Vladimir Putin has met his Mongolian counterpart Khurelsukh Ukhnaa in a grand ceremony in Ulan Bator. Soldiers in traditional costumes, some of them on horseback, lined the square of Genghis Khan when the leaders met under pomp and circumstance.
A planned protest was absent, as demonstrators were prevented from getting close to the Russian president. A small group of demonstrators who tried to unfurl a Ukrainian flag were taken away by police.
However, when the Russian leader arrived on Monday evening, a small crowd of people gathered with a sign that read "Expel the war criminal Putin".
Dependent on Russia
Mongolia is obligated to arrest Putin according to the arrest warrant from the ICC (International Criminal Court), which the country is bound to since they ratified the court's founding document, the Rome Statute.
But as expected, Putin left the country on Tuesday afternoon without being detained.
Regrettably, according to a statement from an EU spokesperson.
Russia and Mongolia are traditionally allies, and Mongolia is deeply dependent on Russian oil, gas, and electricity. Among other things, Putin and Khurelsukh are said to have discussed the construction of a trans-Mongolian gas pipeline that will link Russia and China during the visit.
Failing to comply with the ICC's order means that Mongolia will likely be prosecuted by the ICC for its failure, according to Politico.

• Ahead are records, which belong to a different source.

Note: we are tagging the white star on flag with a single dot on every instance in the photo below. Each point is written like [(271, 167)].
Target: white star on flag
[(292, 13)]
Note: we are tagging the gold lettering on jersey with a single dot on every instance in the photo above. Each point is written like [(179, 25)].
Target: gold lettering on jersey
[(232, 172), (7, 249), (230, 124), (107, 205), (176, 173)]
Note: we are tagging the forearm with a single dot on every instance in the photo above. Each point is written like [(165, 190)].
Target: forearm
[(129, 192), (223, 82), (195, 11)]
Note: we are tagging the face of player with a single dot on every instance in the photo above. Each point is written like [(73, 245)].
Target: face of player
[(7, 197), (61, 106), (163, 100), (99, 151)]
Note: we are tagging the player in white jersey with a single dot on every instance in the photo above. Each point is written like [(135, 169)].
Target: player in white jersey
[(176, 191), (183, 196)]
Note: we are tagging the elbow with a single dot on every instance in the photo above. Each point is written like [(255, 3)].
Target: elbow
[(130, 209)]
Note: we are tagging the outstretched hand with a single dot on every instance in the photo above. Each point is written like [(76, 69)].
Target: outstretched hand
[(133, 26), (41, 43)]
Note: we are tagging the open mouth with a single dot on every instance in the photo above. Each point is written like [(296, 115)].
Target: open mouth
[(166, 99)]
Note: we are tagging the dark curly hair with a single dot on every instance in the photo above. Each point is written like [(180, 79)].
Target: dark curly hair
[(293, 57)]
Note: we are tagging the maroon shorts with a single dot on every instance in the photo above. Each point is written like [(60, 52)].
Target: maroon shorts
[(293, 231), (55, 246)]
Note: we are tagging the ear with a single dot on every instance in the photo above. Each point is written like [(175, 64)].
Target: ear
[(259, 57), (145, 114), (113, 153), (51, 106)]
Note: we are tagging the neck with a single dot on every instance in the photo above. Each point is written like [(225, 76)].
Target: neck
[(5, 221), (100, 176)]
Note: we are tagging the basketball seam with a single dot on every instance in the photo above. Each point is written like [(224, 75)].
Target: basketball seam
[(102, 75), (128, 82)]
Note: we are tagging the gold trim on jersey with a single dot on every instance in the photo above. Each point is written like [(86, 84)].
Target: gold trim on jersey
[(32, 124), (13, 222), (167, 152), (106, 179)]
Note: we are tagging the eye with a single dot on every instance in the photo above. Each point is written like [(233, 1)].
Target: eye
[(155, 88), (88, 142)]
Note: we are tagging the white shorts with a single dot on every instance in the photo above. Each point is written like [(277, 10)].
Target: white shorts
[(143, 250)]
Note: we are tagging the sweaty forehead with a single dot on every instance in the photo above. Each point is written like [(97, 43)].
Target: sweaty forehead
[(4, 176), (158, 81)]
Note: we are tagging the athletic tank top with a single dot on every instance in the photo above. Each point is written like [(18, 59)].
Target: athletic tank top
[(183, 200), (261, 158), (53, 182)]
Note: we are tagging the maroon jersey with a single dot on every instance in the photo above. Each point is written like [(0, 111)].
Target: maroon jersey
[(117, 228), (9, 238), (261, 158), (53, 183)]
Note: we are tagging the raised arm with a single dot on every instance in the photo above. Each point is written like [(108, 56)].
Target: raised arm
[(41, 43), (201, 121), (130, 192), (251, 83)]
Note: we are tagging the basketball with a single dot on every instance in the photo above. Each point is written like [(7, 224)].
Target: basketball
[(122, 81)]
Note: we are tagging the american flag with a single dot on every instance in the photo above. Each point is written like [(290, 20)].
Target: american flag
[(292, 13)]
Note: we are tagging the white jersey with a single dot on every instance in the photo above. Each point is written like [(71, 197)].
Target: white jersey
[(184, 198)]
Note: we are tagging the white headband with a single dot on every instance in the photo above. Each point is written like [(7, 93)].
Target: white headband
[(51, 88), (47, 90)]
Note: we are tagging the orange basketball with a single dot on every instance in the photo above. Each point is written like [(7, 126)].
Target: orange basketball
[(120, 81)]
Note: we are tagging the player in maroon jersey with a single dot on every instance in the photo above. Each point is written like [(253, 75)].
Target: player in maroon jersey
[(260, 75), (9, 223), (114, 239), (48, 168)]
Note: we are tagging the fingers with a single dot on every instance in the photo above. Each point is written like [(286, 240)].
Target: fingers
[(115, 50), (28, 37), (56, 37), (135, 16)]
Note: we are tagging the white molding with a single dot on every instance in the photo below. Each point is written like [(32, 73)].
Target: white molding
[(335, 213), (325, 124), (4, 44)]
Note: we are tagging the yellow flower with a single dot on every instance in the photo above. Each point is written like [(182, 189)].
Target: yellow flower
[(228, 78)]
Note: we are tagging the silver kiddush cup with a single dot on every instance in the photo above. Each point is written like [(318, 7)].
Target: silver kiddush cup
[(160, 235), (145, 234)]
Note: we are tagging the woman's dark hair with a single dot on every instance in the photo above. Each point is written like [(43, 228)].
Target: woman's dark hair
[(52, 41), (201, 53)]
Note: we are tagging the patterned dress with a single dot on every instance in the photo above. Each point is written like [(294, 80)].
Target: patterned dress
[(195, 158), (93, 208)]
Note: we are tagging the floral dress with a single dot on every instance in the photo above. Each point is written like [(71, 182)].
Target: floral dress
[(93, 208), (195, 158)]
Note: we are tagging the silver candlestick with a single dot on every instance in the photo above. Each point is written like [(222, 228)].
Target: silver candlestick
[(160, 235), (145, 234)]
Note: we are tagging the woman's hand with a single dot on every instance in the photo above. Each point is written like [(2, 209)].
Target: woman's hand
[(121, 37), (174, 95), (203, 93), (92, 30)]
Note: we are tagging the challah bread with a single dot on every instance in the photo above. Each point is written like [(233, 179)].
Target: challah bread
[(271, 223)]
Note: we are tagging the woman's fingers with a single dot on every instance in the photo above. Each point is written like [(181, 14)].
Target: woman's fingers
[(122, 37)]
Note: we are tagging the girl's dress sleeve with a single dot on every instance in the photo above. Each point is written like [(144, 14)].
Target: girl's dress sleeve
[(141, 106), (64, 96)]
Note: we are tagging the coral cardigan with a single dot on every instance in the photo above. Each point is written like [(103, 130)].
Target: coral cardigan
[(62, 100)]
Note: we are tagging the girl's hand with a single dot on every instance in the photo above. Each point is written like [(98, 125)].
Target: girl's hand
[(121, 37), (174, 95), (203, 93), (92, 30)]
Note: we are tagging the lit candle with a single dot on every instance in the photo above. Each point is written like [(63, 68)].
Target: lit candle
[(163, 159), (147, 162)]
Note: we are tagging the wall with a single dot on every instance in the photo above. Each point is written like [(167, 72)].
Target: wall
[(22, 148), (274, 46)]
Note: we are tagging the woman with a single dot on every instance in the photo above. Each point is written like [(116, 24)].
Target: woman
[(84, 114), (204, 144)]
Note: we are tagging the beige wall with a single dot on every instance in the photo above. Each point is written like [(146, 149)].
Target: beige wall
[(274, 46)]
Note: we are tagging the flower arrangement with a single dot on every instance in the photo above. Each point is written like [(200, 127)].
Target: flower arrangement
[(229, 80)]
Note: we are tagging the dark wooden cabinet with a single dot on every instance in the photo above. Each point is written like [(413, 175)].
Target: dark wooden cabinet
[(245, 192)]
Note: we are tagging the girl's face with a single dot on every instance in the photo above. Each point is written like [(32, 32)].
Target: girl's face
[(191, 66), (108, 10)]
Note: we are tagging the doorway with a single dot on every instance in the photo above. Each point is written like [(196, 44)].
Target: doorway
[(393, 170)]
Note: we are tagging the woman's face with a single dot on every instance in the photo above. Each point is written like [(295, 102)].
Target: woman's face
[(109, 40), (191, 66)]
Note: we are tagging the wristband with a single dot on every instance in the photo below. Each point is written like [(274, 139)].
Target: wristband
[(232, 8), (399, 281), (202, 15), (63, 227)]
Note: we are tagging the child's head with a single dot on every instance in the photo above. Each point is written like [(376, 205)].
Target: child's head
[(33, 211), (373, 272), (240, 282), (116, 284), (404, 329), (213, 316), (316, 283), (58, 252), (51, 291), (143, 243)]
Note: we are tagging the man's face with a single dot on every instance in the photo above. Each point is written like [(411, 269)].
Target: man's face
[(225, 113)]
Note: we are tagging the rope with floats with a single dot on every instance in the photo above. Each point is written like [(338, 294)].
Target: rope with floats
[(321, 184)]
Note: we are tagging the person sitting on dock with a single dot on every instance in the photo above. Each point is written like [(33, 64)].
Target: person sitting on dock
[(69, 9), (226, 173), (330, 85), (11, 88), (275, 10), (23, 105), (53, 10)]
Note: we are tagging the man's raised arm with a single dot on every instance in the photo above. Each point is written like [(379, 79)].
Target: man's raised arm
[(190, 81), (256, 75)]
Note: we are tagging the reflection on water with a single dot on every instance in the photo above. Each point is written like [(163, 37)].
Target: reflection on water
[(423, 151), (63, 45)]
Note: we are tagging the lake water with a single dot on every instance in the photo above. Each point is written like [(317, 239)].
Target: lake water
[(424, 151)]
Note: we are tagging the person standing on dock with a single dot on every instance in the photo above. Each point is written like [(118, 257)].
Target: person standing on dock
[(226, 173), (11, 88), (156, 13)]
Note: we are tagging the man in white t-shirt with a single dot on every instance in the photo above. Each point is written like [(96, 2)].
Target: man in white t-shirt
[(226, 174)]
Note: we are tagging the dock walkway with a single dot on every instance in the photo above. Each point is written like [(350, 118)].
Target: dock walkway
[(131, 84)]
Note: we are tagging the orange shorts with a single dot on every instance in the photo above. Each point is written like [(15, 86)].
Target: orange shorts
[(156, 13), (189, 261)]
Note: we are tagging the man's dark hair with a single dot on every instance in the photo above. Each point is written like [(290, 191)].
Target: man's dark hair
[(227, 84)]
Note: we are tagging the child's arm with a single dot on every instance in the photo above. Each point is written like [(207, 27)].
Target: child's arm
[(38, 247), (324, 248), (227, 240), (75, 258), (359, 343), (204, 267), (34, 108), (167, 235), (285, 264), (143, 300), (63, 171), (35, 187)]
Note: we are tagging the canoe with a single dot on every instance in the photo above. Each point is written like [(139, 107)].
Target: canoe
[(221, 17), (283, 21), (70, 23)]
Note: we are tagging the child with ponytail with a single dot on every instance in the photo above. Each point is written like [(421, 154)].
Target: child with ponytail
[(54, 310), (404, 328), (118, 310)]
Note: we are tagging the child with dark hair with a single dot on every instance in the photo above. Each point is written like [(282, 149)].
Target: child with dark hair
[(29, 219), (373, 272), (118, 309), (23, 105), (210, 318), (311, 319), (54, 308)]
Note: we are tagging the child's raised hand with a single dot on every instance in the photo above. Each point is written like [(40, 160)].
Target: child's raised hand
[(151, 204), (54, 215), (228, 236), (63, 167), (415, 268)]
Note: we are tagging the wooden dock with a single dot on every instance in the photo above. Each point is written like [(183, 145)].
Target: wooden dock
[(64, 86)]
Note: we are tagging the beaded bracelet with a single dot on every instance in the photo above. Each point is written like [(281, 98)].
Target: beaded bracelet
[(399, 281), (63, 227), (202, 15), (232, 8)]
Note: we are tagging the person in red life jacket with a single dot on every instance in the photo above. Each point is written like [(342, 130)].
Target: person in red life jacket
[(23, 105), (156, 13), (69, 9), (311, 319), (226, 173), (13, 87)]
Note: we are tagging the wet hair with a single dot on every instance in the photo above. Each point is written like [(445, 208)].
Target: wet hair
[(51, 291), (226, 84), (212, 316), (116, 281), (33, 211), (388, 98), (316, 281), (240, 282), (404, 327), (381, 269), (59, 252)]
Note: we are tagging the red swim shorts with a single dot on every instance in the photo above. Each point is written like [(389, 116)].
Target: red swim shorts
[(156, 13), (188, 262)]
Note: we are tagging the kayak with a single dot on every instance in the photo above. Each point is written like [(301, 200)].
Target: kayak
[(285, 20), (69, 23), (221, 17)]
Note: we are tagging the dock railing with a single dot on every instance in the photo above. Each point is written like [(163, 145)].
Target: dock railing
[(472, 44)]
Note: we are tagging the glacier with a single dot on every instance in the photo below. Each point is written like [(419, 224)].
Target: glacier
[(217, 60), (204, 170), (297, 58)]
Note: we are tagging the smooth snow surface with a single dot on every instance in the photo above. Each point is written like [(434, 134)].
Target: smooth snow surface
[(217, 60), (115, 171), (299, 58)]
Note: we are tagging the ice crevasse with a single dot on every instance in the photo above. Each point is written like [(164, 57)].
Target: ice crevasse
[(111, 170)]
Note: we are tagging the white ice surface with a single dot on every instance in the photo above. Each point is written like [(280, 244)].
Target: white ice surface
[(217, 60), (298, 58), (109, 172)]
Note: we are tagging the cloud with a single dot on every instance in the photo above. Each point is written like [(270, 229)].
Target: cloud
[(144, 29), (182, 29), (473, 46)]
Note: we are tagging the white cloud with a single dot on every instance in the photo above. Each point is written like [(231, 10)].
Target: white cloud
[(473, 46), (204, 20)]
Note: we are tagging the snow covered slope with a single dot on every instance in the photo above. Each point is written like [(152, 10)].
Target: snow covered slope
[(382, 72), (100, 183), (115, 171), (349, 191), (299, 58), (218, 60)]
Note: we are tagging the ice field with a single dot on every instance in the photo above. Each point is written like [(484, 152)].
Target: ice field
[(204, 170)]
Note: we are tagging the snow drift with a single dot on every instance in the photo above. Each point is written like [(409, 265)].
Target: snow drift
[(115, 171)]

However, such a prosecution rarely leads to serious consequences, notes the site.
"Accomplice"
The ICC, Ukraine, and several human rights organizations urged Mongolia to take action against Putin.
If Mongolia provides Putin with temporary refuge, the country will in practice become an accomplice in securing impunity for some of the most serious crimes under international law, says Amnesty's Mongolia chief Altantuya Batdorj to Politico.
The ICC's arrest warrant was issued in March 2023 and was motivated by the forced deportation of children from Russian-occupied areas in Ukraine.
The Mongolia visit was the first time since the order that Putin has traveled to a state that has ratified the Rome Statute.
With an area of over 1.5 million square kilometers, Mongolia is more than three times the size of Sweden – while the population is only about 3 million people.
In 1960, two-thirds of Mongolia's population lived in rural areas. Now the situation is reversed, with less than a third living outside cities. In Ulan Bator, however, not everyone can fit within the planned area, so many of the capital's residents live in the gerer (nomadic tents) they brought from the countryside.
Mongolia has a very rich and dramatic history, with the brutal rulers Genghis and Kublai Khan's continent-spanning conquests in the 13th century as the pinnacle. Their empire still holds the record as the largest in world history. Around 1280, it stretched from the Baltic Sea in the west to the Pacific Ocean in the east, and from Siberia in the north to present-day Vietnam in the south.
The Mongolians are proud of their ancestors, but history also gives them problems – many other Asians still have prejudices about Mongolians being aggressive and conflict-prone.